Oneida Lake: Long-term Dynamics of a Managed Ecosystem and Its Fishery

Chapter 22: Growth Parameters as Growth Indices in Time-varying Environments: a Comparison among Four Approaches to Using the von Bertalanffy Growth Function

Ji X. He, Donald J. Stewart, and Lars G. Rudstam

doi: https://doi.org/10.47886/9781934874431.ch22

The growth rate of fish can be a useful indicator of environmental changes when fish growth is influenced by biotic environmental conditions such as prey and competitor abundances, and abiotic environmental conditions such as water temperature and clarity (Weisberg 1993; Rudstam et al. 1996). Fish growth in a given year, however, also depends on previous growth history because animal physiology is size dependent (Peters 1983). In practical applications, it is often difficult to separate year-specific environmental impacts on fish growth from the contribution of cohort-specific growth over time (Weisberg et al. 2010).

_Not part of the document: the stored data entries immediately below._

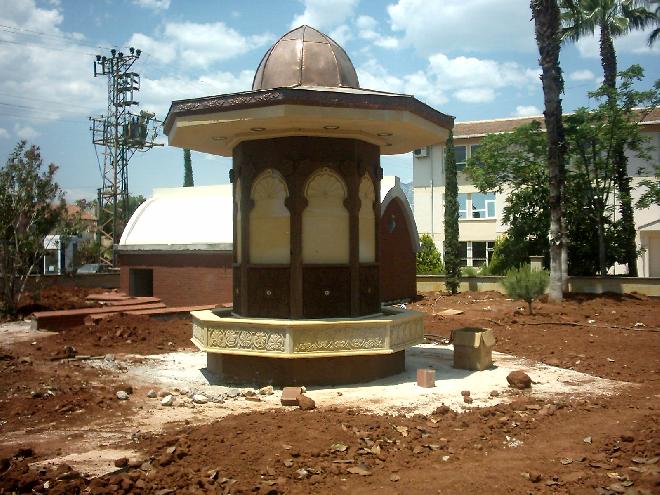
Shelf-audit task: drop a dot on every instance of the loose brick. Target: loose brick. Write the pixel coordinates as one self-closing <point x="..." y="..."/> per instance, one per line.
<point x="290" y="396"/>
<point x="426" y="377"/>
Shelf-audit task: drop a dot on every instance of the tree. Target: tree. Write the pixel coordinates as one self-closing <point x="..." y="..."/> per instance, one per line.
<point x="526" y="284"/>
<point x="188" y="180"/>
<point x="654" y="34"/>
<point x="31" y="205"/>
<point x="595" y="137"/>
<point x="452" y="256"/>
<point x="428" y="256"/>
<point x="548" y="39"/>
<point x="515" y="164"/>
<point x="614" y="18"/>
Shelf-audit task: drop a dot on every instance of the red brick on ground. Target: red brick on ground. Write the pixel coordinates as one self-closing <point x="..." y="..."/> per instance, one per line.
<point x="133" y="301"/>
<point x="108" y="296"/>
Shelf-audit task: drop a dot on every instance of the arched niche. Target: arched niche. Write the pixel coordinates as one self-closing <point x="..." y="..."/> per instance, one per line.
<point x="237" y="208"/>
<point x="367" y="218"/>
<point x="270" y="222"/>
<point x="325" y="220"/>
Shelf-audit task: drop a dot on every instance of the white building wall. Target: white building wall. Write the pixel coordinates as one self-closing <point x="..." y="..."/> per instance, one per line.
<point x="429" y="208"/>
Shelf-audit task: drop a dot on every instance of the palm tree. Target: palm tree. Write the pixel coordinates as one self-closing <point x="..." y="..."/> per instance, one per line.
<point x="613" y="18"/>
<point x="548" y="39"/>
<point x="656" y="32"/>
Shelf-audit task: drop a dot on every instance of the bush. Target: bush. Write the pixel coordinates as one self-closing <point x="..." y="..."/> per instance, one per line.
<point x="526" y="284"/>
<point x="469" y="271"/>
<point x="428" y="256"/>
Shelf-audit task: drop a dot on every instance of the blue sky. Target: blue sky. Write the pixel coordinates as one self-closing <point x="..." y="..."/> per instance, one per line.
<point x="474" y="59"/>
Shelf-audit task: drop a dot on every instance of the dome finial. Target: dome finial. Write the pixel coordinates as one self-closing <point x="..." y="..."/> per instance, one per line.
<point x="305" y="57"/>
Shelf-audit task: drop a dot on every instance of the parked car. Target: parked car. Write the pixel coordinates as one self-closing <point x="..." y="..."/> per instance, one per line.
<point x="91" y="268"/>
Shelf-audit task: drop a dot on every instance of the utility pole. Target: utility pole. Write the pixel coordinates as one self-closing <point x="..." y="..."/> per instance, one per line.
<point x="118" y="134"/>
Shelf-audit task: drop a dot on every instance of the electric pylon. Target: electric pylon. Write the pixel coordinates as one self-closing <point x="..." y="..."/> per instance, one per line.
<point x="118" y="135"/>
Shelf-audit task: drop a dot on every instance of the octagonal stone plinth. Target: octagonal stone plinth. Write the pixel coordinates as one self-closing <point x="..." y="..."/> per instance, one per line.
<point x="307" y="352"/>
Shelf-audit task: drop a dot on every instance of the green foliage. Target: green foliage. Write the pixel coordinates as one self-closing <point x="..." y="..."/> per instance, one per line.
<point x="451" y="245"/>
<point x="469" y="271"/>
<point x="188" y="180"/>
<point x="526" y="284"/>
<point x="515" y="163"/>
<point x="428" y="256"/>
<point x="31" y="205"/>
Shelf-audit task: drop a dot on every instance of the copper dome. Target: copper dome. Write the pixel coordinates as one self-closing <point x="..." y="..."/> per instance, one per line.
<point x="305" y="57"/>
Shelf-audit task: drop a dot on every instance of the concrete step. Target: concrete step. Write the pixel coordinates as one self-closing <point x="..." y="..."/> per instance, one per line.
<point x="59" y="320"/>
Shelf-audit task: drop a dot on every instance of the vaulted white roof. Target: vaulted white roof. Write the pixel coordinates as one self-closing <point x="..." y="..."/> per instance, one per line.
<point x="191" y="218"/>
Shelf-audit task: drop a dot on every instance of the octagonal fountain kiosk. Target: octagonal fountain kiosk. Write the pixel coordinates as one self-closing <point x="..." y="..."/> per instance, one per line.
<point x="306" y="144"/>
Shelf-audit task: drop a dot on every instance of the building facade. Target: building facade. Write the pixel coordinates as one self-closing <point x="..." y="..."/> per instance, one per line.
<point x="480" y="216"/>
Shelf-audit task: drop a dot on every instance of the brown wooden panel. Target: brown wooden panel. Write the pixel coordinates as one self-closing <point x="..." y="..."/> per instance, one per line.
<point x="397" y="254"/>
<point x="236" y="287"/>
<point x="268" y="292"/>
<point x="369" y="290"/>
<point x="326" y="291"/>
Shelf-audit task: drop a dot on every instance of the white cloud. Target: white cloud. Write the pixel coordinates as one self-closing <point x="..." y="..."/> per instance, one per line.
<point x="463" y="25"/>
<point x="475" y="95"/>
<point x="324" y="14"/>
<point x="342" y="34"/>
<point x="581" y="75"/>
<point x="526" y="111"/>
<point x="153" y="4"/>
<point x="367" y="28"/>
<point x="158" y="94"/>
<point x="467" y="79"/>
<point x="28" y="67"/>
<point x="197" y="44"/>
<point x="25" y="132"/>
<point x="162" y="52"/>
<point x="634" y="42"/>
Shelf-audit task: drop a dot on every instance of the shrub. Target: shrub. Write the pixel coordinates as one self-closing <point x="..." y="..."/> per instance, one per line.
<point x="526" y="284"/>
<point x="469" y="271"/>
<point x="428" y="256"/>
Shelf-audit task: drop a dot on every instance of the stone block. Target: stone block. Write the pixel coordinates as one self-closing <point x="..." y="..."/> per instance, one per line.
<point x="290" y="396"/>
<point x="426" y="377"/>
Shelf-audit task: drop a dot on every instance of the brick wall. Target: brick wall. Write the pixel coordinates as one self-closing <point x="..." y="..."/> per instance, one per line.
<point x="397" y="257"/>
<point x="183" y="278"/>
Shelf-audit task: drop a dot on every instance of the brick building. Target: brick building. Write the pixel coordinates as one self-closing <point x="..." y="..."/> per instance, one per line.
<point x="178" y="246"/>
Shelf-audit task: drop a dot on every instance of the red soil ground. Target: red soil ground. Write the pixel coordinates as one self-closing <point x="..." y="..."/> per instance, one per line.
<point x="598" y="445"/>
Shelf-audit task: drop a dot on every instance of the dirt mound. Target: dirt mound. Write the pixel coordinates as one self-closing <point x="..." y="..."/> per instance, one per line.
<point x="56" y="298"/>
<point x="36" y="393"/>
<point x="123" y="334"/>
<point x="335" y="450"/>
<point x="611" y="336"/>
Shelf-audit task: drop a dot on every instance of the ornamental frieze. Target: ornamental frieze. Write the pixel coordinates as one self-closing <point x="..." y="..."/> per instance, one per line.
<point x="241" y="339"/>
<point x="339" y="339"/>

A simple descriptive statistic such as an average annual length increment can be used as a growth index (Hile 1941; Forney 1965). An elaboration of this index is the year effect from general linear models that treat annual size increment at a given age as being the result of additive effects of the age and year (Weisberg 1993; Ostazeski and Spangler 2001; Coffin et al. 2003). Size affects growth, however, and the effect of past growth history on current growth are not included in these growth indices (Weisberg et al. 2010). Neither can these indices capture the situations where the environment has different effects on different sizes of fish, and time trends of size-at-age can differ among age classes (Forney 1965; He and Bence 2007). For example, annual growth of Oneida Lake Walleye Sander vitreus from 1944 to 2000 increased for age-0 and age-1 fish, did not change for fish of intermediate ages and decreased for older fish (He et al. 2005). A simple index of average growth across age groups cannot account for such patterns in fish growth over time.